Gouvernement insiste sur le risque de défaut de paiement sans réforme fiscale, Anif contredit

Le président Gustavo Petro a de nouveau averti d’un possible défaut de paiement en Colombie si le Congrès n’approuve pas la loi de financement pour lever environ 16 billions de pesos. Cependant, le président d’Anif, José Ignacio López, a écarté ce scénario, affirmant qu’un simple ajustement budgétaire suffirait. Le débat dans les commissions économiques du Congrès a été suspendu faute de quorum et reprendra mardi.

Le président Gustavo Petro a réitéré lors du Conseil des ministres la menace d’un défaut de paiement si la réforme fiscale, visant à lever 16,5 billions de pesos auprès des plus riches, n’est pas approuvée. «Il y a des dangers dans le système fiscal, des dangers qui deviennent réalité si le Congrès n’approuve pas la loi de financement. Mais s’il est sous les ordres de Cepeda, nous irons vers un possible défaut de paiement que j’éviterais à tout prix aujourd’hui», a déclaré Petro. Il a ajouté que la mesure réduirait les coûts de la dette et équilibrerait l’impact de 79 billions de pesos payés sur trois ans comme dépenses sans revenus correspondants.

Le ministre de l’Intérieur, Armando Benedetti, a soutenu l’avertissement : «Le risque et la méfiance quant au paiement de la dette extérieure augmentent parce que 10 sénateurs de la Troisième Commission veulent torpiller la loi de financement, qui est la garantie pour assurer son paiement.»

À l’opposé, le président d’Anif, José Ignacio López, s’exprimant au Congrès de l’infrastructure à Carthagène, a rejeté la possibilité d’un défaut de paiement. «Ces appels sont lancés pour créer l’ambiance de la discussion politique, mais c’est une affirmation imprécise car les besoins de financement du gouvernement sont les mêmes avec ou sans la loi de financement», a-t-il dit. Selon Anif, sans la réforme, le Budget général de la Nation (PGN) 2025 serait réduit de 16,3 billions, le portant à 530,6 billions, nécessitant des coupes dans les dépenses, qui représentent plus de 65 % du montant.
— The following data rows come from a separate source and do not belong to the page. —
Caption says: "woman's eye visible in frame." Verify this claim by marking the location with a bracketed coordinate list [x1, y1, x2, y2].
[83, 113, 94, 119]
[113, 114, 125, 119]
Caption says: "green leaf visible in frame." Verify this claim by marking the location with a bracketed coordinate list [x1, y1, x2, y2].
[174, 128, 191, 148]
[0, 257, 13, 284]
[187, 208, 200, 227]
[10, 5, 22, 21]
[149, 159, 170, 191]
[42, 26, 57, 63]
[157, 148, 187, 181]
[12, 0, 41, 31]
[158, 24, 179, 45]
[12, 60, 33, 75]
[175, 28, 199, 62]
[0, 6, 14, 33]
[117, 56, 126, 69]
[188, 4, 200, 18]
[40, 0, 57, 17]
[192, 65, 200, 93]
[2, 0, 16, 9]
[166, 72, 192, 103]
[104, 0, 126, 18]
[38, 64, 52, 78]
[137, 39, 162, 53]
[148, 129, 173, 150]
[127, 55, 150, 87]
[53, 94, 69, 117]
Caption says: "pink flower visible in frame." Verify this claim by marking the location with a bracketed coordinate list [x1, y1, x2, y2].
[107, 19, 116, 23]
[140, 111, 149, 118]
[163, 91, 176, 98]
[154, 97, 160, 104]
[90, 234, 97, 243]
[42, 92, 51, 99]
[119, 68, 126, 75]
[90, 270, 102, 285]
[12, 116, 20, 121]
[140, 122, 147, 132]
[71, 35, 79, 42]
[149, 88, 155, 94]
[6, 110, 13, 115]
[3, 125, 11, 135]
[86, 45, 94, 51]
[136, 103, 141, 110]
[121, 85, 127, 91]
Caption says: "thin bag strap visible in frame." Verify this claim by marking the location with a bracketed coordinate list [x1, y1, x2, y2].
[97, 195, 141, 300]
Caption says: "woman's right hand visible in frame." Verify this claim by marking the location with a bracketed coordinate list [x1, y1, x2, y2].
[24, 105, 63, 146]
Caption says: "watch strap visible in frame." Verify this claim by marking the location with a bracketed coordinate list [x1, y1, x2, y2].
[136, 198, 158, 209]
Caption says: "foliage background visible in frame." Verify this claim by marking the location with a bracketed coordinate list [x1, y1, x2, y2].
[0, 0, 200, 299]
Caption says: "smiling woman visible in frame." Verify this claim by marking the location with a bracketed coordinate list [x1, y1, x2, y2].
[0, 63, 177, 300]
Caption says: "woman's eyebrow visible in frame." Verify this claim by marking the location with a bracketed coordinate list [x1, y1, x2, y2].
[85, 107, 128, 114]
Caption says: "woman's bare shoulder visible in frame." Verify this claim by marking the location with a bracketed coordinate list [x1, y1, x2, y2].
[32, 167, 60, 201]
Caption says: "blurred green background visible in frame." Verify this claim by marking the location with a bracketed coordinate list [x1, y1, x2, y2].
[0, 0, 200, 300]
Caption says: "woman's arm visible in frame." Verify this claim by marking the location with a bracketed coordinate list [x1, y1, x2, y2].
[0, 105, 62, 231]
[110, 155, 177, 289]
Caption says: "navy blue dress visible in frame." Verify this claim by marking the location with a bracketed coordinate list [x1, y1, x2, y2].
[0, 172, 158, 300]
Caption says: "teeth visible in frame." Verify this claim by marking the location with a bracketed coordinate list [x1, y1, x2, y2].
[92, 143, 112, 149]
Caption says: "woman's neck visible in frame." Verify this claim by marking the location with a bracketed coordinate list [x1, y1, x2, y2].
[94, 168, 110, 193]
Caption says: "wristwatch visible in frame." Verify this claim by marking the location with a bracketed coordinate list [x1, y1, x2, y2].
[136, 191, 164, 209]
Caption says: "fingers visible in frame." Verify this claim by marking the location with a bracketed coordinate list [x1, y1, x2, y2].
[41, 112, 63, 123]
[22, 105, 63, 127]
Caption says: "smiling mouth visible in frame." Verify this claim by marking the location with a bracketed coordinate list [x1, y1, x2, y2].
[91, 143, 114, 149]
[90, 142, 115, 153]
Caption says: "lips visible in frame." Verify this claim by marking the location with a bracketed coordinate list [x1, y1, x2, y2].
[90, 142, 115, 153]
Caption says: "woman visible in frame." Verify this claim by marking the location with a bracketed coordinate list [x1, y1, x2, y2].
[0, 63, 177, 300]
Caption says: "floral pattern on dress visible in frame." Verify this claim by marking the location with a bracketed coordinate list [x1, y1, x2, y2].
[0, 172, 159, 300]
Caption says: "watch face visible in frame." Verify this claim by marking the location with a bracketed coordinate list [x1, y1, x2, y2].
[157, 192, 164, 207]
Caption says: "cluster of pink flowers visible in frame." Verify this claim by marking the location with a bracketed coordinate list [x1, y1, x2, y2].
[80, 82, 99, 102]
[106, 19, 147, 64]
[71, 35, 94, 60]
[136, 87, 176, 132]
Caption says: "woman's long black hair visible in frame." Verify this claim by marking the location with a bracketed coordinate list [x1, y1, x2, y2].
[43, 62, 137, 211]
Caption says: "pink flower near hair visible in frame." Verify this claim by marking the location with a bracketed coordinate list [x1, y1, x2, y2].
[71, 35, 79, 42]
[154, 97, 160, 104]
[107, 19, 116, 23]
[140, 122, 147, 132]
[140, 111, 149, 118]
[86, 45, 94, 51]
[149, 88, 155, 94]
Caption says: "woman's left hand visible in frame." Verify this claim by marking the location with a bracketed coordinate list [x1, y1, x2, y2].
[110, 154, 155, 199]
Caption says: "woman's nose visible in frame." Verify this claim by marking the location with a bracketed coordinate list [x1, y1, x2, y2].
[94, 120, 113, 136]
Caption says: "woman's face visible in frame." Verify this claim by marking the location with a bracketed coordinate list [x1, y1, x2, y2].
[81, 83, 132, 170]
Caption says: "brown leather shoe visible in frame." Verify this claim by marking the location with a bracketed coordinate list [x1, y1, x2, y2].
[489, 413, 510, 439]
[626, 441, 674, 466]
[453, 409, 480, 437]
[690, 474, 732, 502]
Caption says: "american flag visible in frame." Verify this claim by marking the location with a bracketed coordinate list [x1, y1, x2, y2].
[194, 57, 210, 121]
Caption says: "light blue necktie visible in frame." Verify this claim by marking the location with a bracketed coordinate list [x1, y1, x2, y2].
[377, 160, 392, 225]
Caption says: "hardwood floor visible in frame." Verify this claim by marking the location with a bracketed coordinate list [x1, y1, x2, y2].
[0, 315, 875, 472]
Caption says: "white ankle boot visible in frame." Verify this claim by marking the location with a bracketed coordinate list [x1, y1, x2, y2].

Le débat dans les commissions économiques du Congrès a commencé tardivement et a été ajourné faute de quorum mercredi, reporté à mardi. Initialement, le projet visait 26 billions, mais a été réduit à 16 et potentiellement à 10. Le ministre des Finances, Germán Ávila Plazas, a défendu sa nécessité pour financer le budget 2026 et éviter les déséquilibres fiscaux. Des opposants comme le sénateur Ciro Ramírez ont critiqué le déficit budgétaire : «Quand vous dépensez plus que vous ne gagnez, vous avez un déficit. Monsieur Gustavo Petro, serrez votre ceinture et ne prélevez pas plus d’impôts sur les Colombiens.» Le sénateur Efraín Cepeda l’a qualifié de «chronique d’une mort annoncée».

Ce n’est pas la première fois que Petro évoque un défaut de paiement ; il l’a fait en mai et juin 2024 face à des rejets précédents de réformes similaires.